Aidan Turner does not have the same kind of presence as the younger Barr in his Hitler-killing scenes, but he develops some nice chemistry with Caitlin FitzGerald, who is quite touching as Maxine. Weirdly, their sweet, ill-fated romance is one of the best things going for the film. However, it is Larry Miller who really brings it home as the devoted Ed. Who knew he had such a sensitive performance in him, especially in such an unlikely genre film?

Oddly, killing Hitler is the least interesting part of The Man Who. Of course, it is physically and constitutionally impossible for Elliott to be uninteresting. Krzykowski short-changes viewers several obvious and necessary payoff scenes, but his characterization is quite strong. Recommended for fans of more sophisticated action-adventure movies, The Man Who Killed Hitler and Then the Bigfoot opens this Friday (2/8) in New York, at the Village East.

Saturday, January 20, 2018

Slamdance ’18: Rock Steady Row

It is like The Road Warrior, but with bikes and paddles. The good news is if you survive four years and keep your grades up, you will leave Rock Steady University with a college degree, but that is a big “if.” The key to survival owning a bike. That allows you to have a puncher’s chance of pedaling through the crime-infested campus unmolested. As usual, this new Freshman has his bike stolen on his first day, but he is more resourceful than the typical victims in Trevor Stevens’ Rock Steady Row, which screens as part of this year’s Slamdance Film Festival in Park City.

As the leader of the Kappa Brutus Omega frat, stealing bikes is Andrew Palmer’s thing. The Kappas control the bike trade on-campus, thanks to their regular kickbacks to the corrupt Dean of students. Their only rivals are The High Society, an upper-crust house led by the elitist Augustus Washington III.

Like Yojimbo, the Freshman will try to play the frats off each other, in hopes of breaking their hold on power and recovering his bike. He really liked that bike. Fortunately, his roommate Piper (Rock Steady is extremely coed) is an aspiring campus journalist, who can give him insight into how the crooked system works. She also has some embarrassing history with Palmer.

It is impossible to easily convey the tone of RSR. It is not really retro in the style of The Turbo Kid, despite all the Huffys and the Freshman’s mysterious old school Walkman. Nor is it a horror film, like Motorrad, but together those three films would be quite a bike-centric triple feature. It is nowhere near as mean-spirited as Hobo with a Shotgun either, but the world of Rock Steady functions in a very similar manner, with respect to logic and the causal acceptance of violence.

It is similarly tricky to pin down the Freshman. He is not exactly a hardnose or a slacker or sad sack or a sociopathic drifter, but he has elements of them all. Whatever that note is, Heston Horwin manages to hit it. Diamond White is terrific as the reasonably proactive Piper, while Logan Huffman is appropriately Skeet Ulrich-esque as the oily, psychotic Palmer. Plus, Isaac Alisma and the great Larry Miller really ham it up as Washington and the Dean, respectively.
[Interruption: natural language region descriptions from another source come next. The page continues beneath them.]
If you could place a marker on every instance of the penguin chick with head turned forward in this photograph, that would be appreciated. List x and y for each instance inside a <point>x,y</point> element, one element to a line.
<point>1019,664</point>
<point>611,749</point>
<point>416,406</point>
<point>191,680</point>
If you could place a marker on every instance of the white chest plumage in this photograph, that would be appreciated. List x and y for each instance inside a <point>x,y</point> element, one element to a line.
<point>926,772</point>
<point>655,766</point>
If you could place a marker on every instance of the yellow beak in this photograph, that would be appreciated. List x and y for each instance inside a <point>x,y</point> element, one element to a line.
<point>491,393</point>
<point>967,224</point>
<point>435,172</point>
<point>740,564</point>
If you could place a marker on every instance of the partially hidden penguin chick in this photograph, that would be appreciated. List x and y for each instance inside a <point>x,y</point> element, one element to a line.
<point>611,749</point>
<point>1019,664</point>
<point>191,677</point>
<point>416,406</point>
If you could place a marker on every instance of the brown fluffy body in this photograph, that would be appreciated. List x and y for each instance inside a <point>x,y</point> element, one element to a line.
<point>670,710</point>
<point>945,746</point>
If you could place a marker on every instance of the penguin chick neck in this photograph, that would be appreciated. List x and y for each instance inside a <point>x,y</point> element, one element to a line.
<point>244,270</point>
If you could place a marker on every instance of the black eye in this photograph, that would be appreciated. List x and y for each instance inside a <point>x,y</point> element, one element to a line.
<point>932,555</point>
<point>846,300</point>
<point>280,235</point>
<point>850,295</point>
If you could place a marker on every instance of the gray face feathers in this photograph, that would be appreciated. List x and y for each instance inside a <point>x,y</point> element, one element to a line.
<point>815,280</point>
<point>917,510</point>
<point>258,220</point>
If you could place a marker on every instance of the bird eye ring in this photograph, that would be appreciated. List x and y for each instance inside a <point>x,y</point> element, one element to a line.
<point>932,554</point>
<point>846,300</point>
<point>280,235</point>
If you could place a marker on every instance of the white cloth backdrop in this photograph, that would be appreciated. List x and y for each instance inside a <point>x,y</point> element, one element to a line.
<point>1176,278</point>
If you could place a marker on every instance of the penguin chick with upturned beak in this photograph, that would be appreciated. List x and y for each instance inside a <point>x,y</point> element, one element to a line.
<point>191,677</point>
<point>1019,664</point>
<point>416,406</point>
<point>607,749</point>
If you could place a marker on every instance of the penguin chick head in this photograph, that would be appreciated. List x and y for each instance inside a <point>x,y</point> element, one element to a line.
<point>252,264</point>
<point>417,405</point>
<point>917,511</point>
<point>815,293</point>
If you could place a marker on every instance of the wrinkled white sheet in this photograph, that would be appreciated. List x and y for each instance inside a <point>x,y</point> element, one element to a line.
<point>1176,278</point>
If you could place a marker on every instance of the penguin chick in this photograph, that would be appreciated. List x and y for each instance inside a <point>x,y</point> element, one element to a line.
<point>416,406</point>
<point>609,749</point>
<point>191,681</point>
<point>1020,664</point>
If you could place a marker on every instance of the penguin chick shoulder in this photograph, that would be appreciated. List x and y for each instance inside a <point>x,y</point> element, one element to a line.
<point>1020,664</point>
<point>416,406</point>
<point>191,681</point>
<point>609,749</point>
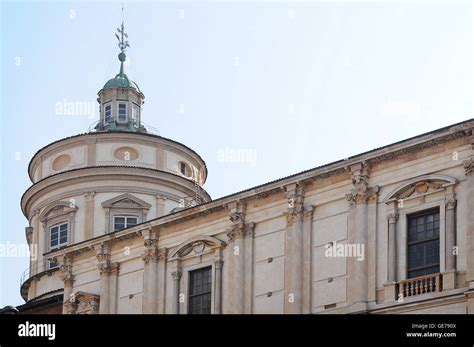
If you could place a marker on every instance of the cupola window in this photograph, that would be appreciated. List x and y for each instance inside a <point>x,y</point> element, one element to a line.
<point>135,112</point>
<point>107,113</point>
<point>122,112</point>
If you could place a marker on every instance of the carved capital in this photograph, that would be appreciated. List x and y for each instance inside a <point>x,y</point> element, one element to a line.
<point>104,268</point>
<point>102,252</point>
<point>176,274</point>
<point>450,203</point>
<point>162,253</point>
<point>392,218</point>
<point>29,234</point>
<point>149,255</point>
<point>295,210</point>
<point>89,195</point>
<point>218,263</point>
<point>235,232</point>
<point>469,166</point>
<point>114,268</point>
<point>362,193</point>
<point>68,279</point>
<point>308,212</point>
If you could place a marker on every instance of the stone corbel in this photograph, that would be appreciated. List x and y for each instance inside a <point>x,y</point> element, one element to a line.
<point>469,166</point>
<point>295,209</point>
<point>362,193</point>
<point>102,252</point>
<point>237,217</point>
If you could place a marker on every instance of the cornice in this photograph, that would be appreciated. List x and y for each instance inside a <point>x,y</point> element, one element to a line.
<point>93,137</point>
<point>389,152</point>
<point>93,173</point>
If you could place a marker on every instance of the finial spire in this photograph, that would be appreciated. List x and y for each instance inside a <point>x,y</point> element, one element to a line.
<point>123,43</point>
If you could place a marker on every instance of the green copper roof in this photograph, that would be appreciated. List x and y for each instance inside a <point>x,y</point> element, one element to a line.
<point>121,81</point>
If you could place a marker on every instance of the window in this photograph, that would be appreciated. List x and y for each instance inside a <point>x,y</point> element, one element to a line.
<point>200,291</point>
<point>423,243</point>
<point>58,236</point>
<point>107,113</point>
<point>122,112</point>
<point>122,222</point>
<point>185,169</point>
<point>57,239</point>
<point>135,112</point>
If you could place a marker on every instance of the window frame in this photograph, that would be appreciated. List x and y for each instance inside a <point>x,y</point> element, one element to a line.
<point>135,118</point>
<point>108,104</point>
<point>52,264</point>
<point>126,217</point>
<point>120,120</point>
<point>424,242</point>
<point>210,270</point>
<point>412,206</point>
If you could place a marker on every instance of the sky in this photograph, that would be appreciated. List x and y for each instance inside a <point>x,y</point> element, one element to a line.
<point>260,89</point>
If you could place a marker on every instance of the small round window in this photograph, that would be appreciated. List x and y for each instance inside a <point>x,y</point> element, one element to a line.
<point>61,162</point>
<point>126,154</point>
<point>185,169</point>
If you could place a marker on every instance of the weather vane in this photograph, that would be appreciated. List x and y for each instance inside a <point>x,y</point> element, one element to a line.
<point>123,44</point>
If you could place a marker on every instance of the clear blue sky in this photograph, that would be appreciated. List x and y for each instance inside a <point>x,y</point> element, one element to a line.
<point>298,84</point>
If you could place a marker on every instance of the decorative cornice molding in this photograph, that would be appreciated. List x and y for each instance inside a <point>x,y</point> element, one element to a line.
<point>450,203</point>
<point>393,218</point>
<point>362,193</point>
<point>469,166</point>
<point>274,187</point>
<point>176,274</point>
<point>218,263</point>
<point>295,194</point>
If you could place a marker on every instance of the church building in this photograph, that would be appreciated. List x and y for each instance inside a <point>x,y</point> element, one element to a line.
<point>122,224</point>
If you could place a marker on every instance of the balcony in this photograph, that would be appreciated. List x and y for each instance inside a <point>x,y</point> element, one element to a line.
<point>421,285</point>
<point>36,270</point>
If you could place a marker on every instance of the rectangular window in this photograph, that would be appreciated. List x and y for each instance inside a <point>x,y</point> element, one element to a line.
<point>58,236</point>
<point>122,112</point>
<point>107,113</point>
<point>423,243</point>
<point>135,112</point>
<point>122,222</point>
<point>200,291</point>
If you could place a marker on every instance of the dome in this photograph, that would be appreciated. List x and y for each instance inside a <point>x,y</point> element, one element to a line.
<point>121,81</point>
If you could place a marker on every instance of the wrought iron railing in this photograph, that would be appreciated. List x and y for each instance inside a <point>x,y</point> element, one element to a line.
<point>421,285</point>
<point>36,268</point>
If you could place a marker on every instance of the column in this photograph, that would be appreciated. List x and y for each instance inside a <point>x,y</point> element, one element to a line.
<point>176,275</point>
<point>307,258</point>
<point>357,269</point>
<point>450,234</point>
<point>162,256</point>
<point>392,247</point>
<point>218,263</point>
<point>469,193</point>
<point>104,267</point>
<point>160,205</point>
<point>249,264</point>
<point>89,216</point>
<point>68,280</point>
<point>113,287</point>
<point>235,292</point>
<point>150,277</point>
<point>294,249</point>
<point>104,270</point>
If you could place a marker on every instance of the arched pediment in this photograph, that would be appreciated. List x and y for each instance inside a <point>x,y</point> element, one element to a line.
<point>419,185</point>
<point>58,208</point>
<point>199,244</point>
<point>126,201</point>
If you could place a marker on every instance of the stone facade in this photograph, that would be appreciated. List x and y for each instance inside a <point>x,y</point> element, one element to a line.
<point>267,247</point>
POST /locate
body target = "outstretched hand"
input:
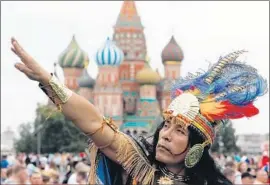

I don’t know about you, but right now, I’m glad I went to a Lutheran school. There are no safe spaces at Rock Steady, that’s for sure, but it is what we’ve been asking for, by putting the barbarians in charge of higher education. Regardless, you won’t find any ideologically tinged satire in RSR. It is all about chaos, anarchy, and bikes. Despite their gleeful mania, Stevens and screenwriter Bomani Story create a weirdly self-contained and dramatically functional world. Enthusiastically recommended for cult movie fans, Rock Steady Row screens again this Monday (1/22), as part of the 2018 Slamdance Film Festival.